Cheri Schumann would like Kennewick High School’s class of 1971 to know she’s very much alive.
A story in Saturday’s Tri-City Herald about Kennewick High’s reunion focused on seven classmates who were slain out of 80 who had died. Schumann — now Cheri Taylor — was included.
But Taylor lives in Mill Creek, north of Seattle, with her husband and four children. She says she’s happy, healthy and not ready to be buried.
Reunion co-chairwoman Debra Blum told the newspaper that the report of Taylor’s premature demise came by email, apparently from another classmate. Blum says she used other sources to verify it.
Blum says another classmate listed in the story — Leo Marcel — also wasn’t murdered. He died in 2004 after a lengthy illness.

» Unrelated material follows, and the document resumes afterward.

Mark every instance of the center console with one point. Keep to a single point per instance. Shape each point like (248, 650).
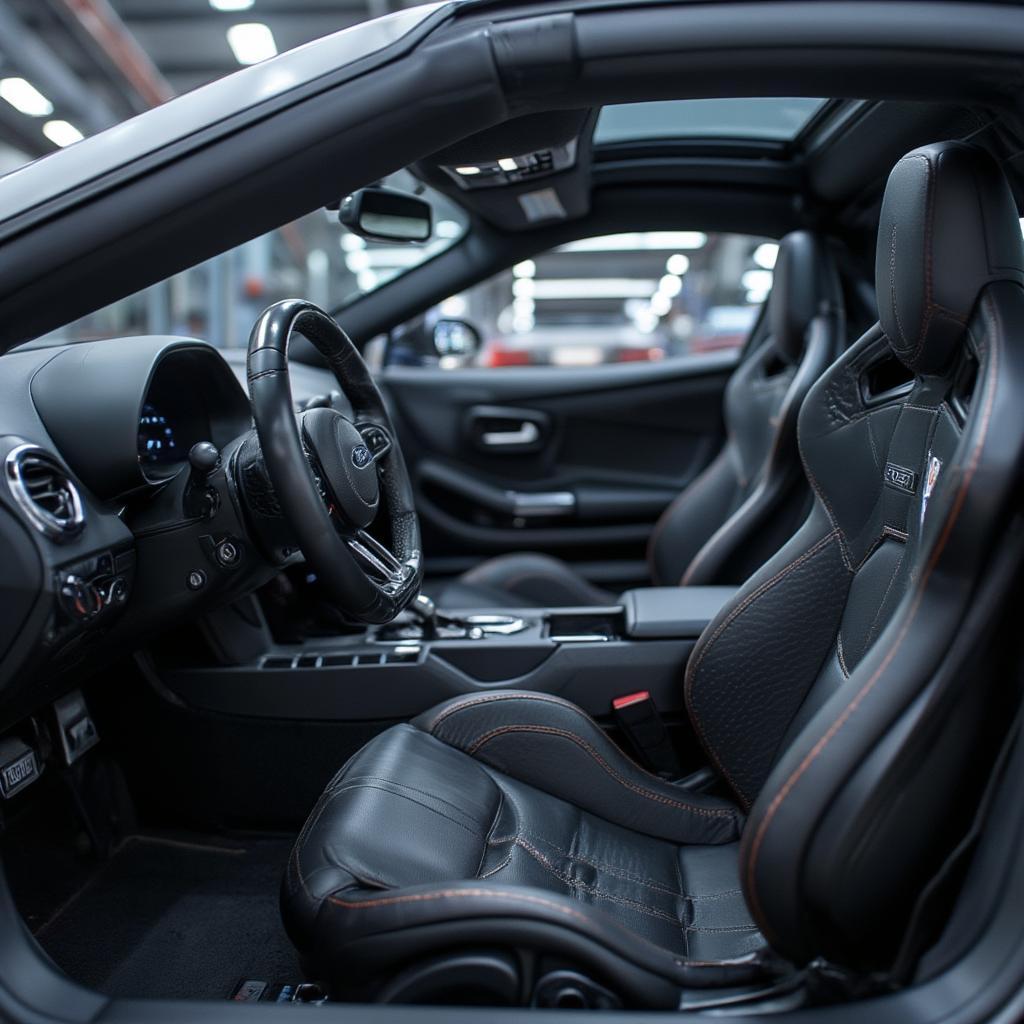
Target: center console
(589, 655)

In Washington, 2 men skin 16-foot roadkill python
SEDRO-WOOLLEY, Wash.
A man was driving near a park in his Washington state hometown when he noticed an object on the side of the road that he thought was a large tree root. It turned out to be a dead, 16-foot-long python.
Lino Silva of Sedro-Woolley says the snake apparently had been run over by a car.
He and his friend Nick Pfeifer hauled the roadkill snake to a relative’s house, where they skinned it.
Pfeifer says he learned how to skin a python by watching the Discovery Channel. He says he plans to call a taxidermist so he can preserve the skin and use it to make a jacket or a vest.
The two men told the Skagit Valley Herald they think the python was somebody’s pet that escaped or was released.
Sedro-Woolley is about 70 miles north of Seattle.
Remorseful thief returns NH woman’s wallet, GPS
PLAISTOW, N.H.
Police say an apparently remorseful thief who stole a woman’s wallet in a New Hampshire supermarket showed up at her door days later to return $90 and a GPS, and brought along an apology letter.
The wallet was stolen from the 61-year-old woman’s cart July 18 in Plaistow. Her wallet was found at a Massachusetts post office.
Then on July 26, the victim heard a knock on her door. A man said he was sorry, returned her belongings, gave her the long letter and fled. Police say the thief probably found her address from something in her wallet.
Deputy Police Chief Kathleen Jones tells The Eagle-Tribune that although the woman is happy to have her belongings back, she’s unnerved that the thief knows where she lives.
Jones says the thief still faces charges when caught.